“Why we might be alone” Public Lecture by Prof David Kipping at Columbia University



6 Comments

  1. Absolutely the stupidest thing I’ve ever heard,

    there is so much evidence here on earth that we don’t want to take in that we are not alone!

  2. This is a pretty bad argument. He’s basically saying “because of math, if i change the numbers in the equation it says we are alone.”

  3. FantasticIdea6070 on

    This guy has a great YouTube channel called coolworlds. Genuinely one of my favorite channels

  4. One question that I hope will be answered in my life time.

    How common is the most basic forms of life?

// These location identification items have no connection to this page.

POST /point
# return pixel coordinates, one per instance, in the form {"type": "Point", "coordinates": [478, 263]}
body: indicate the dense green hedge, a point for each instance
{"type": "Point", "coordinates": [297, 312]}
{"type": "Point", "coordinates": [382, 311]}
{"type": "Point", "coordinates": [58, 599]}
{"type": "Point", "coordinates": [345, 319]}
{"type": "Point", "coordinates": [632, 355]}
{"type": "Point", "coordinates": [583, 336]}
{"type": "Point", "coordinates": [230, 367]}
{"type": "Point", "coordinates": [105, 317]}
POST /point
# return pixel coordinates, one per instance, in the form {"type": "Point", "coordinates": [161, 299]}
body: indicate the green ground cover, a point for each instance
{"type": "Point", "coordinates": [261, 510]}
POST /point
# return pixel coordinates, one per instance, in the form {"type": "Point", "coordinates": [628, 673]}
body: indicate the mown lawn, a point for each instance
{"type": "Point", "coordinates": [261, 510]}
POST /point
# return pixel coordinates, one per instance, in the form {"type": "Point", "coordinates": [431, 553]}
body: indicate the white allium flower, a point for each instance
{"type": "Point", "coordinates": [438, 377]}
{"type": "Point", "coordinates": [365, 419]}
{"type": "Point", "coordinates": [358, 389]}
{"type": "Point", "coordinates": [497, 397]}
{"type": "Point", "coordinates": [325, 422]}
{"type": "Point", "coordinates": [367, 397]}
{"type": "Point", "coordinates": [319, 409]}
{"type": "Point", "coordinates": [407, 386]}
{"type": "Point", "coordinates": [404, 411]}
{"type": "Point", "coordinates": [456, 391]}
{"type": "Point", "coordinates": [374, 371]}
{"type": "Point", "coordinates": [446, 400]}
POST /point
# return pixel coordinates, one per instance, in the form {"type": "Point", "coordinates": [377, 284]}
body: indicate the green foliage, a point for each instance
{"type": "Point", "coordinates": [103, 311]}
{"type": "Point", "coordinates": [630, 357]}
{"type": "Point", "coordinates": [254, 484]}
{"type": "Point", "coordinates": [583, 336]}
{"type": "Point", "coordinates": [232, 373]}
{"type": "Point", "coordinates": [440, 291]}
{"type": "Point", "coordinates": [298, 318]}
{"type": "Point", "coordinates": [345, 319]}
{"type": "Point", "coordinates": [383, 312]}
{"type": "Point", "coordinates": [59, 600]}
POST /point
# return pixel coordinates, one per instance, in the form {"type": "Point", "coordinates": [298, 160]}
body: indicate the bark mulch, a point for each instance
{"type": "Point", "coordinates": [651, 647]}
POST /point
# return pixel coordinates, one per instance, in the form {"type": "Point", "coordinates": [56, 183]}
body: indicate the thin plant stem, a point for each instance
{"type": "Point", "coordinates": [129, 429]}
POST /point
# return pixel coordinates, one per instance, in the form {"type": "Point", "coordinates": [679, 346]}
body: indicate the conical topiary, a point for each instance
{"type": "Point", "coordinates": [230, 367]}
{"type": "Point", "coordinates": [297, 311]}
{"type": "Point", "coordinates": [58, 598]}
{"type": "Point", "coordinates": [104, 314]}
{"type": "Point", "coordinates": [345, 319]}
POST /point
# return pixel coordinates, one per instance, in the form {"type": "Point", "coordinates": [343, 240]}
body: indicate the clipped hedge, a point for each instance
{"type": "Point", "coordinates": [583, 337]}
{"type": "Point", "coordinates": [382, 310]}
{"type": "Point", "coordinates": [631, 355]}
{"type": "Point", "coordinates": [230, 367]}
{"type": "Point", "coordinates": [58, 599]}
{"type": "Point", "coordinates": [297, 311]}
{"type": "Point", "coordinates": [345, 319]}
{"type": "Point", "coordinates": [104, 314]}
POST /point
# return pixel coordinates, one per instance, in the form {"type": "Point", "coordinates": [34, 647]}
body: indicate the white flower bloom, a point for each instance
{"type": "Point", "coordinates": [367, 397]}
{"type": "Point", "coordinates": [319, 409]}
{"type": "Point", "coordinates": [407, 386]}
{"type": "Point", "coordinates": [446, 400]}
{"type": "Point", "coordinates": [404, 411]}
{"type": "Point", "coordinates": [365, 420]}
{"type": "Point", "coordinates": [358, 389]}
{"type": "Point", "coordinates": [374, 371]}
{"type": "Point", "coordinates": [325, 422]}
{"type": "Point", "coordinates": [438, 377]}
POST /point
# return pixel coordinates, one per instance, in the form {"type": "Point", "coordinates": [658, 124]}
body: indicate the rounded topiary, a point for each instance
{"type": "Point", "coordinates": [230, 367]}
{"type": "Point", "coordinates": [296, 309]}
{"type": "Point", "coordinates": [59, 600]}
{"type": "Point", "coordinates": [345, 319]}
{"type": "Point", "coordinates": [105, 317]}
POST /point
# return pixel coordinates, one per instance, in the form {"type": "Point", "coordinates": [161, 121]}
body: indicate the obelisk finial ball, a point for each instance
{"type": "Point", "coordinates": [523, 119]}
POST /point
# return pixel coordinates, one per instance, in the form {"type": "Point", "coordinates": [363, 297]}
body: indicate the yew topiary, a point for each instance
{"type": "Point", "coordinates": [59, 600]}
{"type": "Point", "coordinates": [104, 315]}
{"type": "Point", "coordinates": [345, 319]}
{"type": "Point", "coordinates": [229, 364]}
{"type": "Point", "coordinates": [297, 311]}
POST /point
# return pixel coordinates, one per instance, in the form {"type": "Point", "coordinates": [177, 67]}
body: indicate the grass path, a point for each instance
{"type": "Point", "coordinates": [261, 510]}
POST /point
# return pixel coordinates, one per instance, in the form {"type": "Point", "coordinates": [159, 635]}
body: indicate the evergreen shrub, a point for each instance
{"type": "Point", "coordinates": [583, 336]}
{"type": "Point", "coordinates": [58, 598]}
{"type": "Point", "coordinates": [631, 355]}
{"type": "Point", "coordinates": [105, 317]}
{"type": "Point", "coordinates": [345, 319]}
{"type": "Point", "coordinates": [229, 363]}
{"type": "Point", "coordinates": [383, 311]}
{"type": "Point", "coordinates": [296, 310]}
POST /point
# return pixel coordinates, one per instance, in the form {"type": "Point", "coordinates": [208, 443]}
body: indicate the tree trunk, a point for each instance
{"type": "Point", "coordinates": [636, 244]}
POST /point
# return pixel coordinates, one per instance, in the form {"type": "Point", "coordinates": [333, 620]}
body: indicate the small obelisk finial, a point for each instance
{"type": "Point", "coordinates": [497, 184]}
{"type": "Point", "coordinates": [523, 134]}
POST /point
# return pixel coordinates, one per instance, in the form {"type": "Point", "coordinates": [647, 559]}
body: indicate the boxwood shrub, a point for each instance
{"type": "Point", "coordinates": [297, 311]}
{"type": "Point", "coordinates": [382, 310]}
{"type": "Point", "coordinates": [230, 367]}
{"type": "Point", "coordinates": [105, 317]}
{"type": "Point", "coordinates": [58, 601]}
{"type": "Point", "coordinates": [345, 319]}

I’ve heard arguments that its everywhere there’s liquid water, possibly even places without liquid water.

    But then others have argued that abiogenesis is essentially nearly impossible, and that’s the great filter that prevents there being intelligent life throughout the universe.

    So far I feel we’ve only really ever looked on Earth, we’ve barely done any looking on the Moon or Mars, and I’m not optimistic about the moon or mars.

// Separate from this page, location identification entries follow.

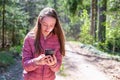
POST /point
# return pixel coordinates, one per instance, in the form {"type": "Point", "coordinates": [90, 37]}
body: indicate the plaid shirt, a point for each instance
{"type": "Point", "coordinates": [42, 72]}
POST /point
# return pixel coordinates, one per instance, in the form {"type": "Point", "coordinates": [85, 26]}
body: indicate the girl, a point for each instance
{"type": "Point", "coordinates": [47, 34]}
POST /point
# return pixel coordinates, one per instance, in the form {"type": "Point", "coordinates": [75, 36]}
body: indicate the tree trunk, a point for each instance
{"type": "Point", "coordinates": [3, 27]}
{"type": "Point", "coordinates": [102, 21]}
{"type": "Point", "coordinates": [93, 18]}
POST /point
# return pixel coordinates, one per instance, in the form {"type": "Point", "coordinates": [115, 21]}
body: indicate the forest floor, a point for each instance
{"type": "Point", "coordinates": [78, 64]}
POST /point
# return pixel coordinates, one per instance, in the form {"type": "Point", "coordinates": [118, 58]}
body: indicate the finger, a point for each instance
{"type": "Point", "coordinates": [54, 57]}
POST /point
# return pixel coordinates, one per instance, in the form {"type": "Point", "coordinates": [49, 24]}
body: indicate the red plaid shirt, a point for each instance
{"type": "Point", "coordinates": [42, 72]}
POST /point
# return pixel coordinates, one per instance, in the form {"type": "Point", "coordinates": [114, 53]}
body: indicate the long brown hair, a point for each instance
{"type": "Point", "coordinates": [57, 30]}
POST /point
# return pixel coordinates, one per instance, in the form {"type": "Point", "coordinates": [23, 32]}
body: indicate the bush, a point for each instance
{"type": "Point", "coordinates": [5, 59]}
{"type": "Point", "coordinates": [16, 50]}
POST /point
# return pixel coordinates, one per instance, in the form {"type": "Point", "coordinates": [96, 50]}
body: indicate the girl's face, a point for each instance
{"type": "Point", "coordinates": [47, 25]}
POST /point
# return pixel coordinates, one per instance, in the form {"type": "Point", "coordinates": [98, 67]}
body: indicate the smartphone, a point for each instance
{"type": "Point", "coordinates": [49, 52]}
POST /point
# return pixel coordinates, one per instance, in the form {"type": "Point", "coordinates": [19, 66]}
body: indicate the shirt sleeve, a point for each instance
{"type": "Point", "coordinates": [56, 67]}
{"type": "Point", "coordinates": [27, 56]}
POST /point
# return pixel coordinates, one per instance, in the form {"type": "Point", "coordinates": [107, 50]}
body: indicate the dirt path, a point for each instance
{"type": "Point", "coordinates": [78, 64]}
{"type": "Point", "coordinates": [76, 67]}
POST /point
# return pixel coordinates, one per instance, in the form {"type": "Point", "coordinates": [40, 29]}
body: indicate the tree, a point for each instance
{"type": "Point", "coordinates": [3, 22]}
{"type": "Point", "coordinates": [102, 20]}
{"type": "Point", "coordinates": [93, 18]}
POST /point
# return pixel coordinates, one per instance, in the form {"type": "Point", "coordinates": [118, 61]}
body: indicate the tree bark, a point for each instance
{"type": "Point", "coordinates": [93, 18]}
{"type": "Point", "coordinates": [102, 21]}
{"type": "Point", "coordinates": [3, 25]}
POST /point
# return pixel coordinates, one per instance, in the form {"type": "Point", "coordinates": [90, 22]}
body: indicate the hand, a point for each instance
{"type": "Point", "coordinates": [51, 60]}
{"type": "Point", "coordinates": [40, 60]}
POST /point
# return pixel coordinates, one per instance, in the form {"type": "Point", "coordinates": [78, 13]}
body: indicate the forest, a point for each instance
{"type": "Point", "coordinates": [90, 22]}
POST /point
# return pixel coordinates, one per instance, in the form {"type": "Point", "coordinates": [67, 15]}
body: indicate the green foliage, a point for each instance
{"type": "Point", "coordinates": [85, 36]}
{"type": "Point", "coordinates": [6, 59]}
{"type": "Point", "coordinates": [16, 50]}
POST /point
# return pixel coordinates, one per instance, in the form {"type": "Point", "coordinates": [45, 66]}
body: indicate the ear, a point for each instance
{"type": "Point", "coordinates": [39, 20]}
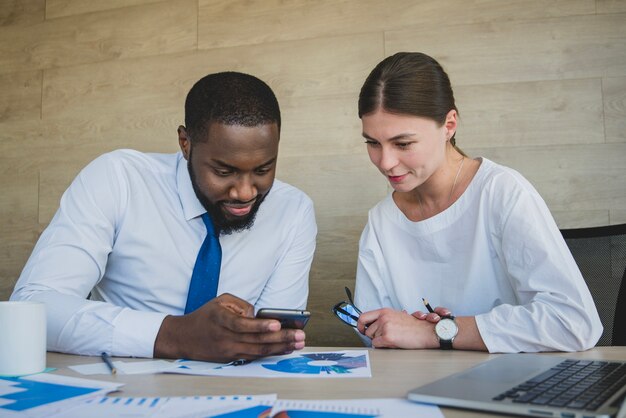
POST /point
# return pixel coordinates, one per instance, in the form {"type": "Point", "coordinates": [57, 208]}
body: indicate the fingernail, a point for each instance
{"type": "Point", "coordinates": [274, 326]}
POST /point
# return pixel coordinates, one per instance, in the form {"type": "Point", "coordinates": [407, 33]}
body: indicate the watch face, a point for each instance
{"type": "Point", "coordinates": [446, 329]}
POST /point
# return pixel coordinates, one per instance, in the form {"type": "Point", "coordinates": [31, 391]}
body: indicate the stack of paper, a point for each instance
{"type": "Point", "coordinates": [43, 395]}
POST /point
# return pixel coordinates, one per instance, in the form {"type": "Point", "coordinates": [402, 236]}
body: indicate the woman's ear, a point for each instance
{"type": "Point", "coordinates": [451, 123]}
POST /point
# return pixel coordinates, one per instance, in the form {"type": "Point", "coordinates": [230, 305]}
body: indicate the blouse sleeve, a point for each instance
{"type": "Point", "coordinates": [554, 310]}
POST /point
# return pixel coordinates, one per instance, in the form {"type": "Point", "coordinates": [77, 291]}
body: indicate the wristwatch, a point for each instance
{"type": "Point", "coordinates": [446, 330]}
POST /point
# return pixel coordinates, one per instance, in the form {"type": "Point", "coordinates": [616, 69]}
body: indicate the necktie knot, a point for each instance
{"type": "Point", "coordinates": [206, 271]}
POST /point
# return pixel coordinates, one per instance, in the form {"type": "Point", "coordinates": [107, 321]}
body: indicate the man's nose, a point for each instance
{"type": "Point", "coordinates": [243, 190]}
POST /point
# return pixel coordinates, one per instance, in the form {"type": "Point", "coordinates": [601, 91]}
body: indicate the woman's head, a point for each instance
{"type": "Point", "coordinates": [409, 83]}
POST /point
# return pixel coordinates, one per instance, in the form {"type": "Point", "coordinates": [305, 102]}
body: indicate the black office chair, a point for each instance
{"type": "Point", "coordinates": [600, 253]}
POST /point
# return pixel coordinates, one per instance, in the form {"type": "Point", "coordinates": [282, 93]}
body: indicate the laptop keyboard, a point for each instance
{"type": "Point", "coordinates": [571, 384]}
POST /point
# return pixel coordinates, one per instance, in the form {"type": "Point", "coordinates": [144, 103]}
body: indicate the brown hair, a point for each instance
{"type": "Point", "coordinates": [409, 83]}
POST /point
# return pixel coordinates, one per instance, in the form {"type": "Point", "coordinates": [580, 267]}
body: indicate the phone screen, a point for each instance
{"type": "Point", "coordinates": [288, 318]}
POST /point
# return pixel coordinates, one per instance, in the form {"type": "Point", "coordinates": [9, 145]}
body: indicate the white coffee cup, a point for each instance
{"type": "Point", "coordinates": [22, 338]}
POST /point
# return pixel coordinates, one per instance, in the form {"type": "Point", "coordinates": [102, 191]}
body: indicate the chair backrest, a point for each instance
{"type": "Point", "coordinates": [600, 253]}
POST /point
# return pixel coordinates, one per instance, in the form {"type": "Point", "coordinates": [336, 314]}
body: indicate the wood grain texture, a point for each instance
{"type": "Point", "coordinates": [162, 82]}
{"type": "Point", "coordinates": [321, 125]}
{"type": "Point", "coordinates": [541, 86]}
{"type": "Point", "coordinates": [229, 23]}
{"type": "Point", "coordinates": [531, 113]}
{"type": "Point", "coordinates": [61, 8]}
{"type": "Point", "coordinates": [528, 50]}
{"type": "Point", "coordinates": [570, 177]}
{"type": "Point", "coordinates": [614, 94]}
{"type": "Point", "coordinates": [154, 29]}
{"type": "Point", "coordinates": [21, 12]}
{"type": "Point", "coordinates": [611, 6]}
{"type": "Point", "coordinates": [21, 95]}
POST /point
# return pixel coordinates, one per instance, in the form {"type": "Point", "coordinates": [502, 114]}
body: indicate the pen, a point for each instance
{"type": "Point", "coordinates": [233, 363]}
{"type": "Point", "coordinates": [430, 309]}
{"type": "Point", "coordinates": [107, 360]}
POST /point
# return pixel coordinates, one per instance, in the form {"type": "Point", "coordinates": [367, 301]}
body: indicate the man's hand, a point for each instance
{"type": "Point", "coordinates": [222, 330]}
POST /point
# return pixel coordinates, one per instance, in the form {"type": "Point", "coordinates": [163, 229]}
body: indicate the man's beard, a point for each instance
{"type": "Point", "coordinates": [224, 225]}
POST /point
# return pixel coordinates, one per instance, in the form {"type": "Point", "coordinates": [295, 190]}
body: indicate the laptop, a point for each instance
{"type": "Point", "coordinates": [533, 385]}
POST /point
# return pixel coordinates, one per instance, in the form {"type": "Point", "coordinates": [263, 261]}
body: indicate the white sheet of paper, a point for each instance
{"type": "Point", "coordinates": [322, 364]}
{"type": "Point", "coordinates": [204, 406]}
{"type": "Point", "coordinates": [360, 408]}
{"type": "Point", "coordinates": [172, 407]}
{"type": "Point", "coordinates": [125, 367]}
{"type": "Point", "coordinates": [144, 367]}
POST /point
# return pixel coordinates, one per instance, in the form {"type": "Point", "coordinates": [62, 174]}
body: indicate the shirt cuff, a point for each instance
{"type": "Point", "coordinates": [135, 333]}
{"type": "Point", "coordinates": [482, 322]}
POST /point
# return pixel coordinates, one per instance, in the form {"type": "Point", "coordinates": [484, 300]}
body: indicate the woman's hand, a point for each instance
{"type": "Point", "coordinates": [398, 329]}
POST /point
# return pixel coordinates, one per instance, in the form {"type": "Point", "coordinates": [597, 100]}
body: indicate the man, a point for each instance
{"type": "Point", "coordinates": [132, 229]}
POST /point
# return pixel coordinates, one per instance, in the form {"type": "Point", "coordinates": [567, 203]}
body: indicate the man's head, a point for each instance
{"type": "Point", "coordinates": [231, 145]}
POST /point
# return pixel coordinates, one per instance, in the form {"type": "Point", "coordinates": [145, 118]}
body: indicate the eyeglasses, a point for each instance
{"type": "Point", "coordinates": [346, 311]}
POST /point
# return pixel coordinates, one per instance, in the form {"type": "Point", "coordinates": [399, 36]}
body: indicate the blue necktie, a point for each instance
{"type": "Point", "coordinates": [206, 271]}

    Once we look at Ganymede, Europa, Enceladus. I’ll feel a lot more confident in just how common the most basic forms of life are.

  5. I appreciate trying to ground people and saying “listen, we don’t have enough data here to really draw conclusions.” I DO THINK life is out there, but just because I think something is the way it is doesn’t mean I came to that opinion through facts. And we just don’t have enough facts.

  6. As much as we like to think we’re special, we’re not. There’s countless life out there and the conditions to create it are unlikely unique to our planet.

    Never mind that consciousness doesn’t need to be carbon based like us. It could take many different forms.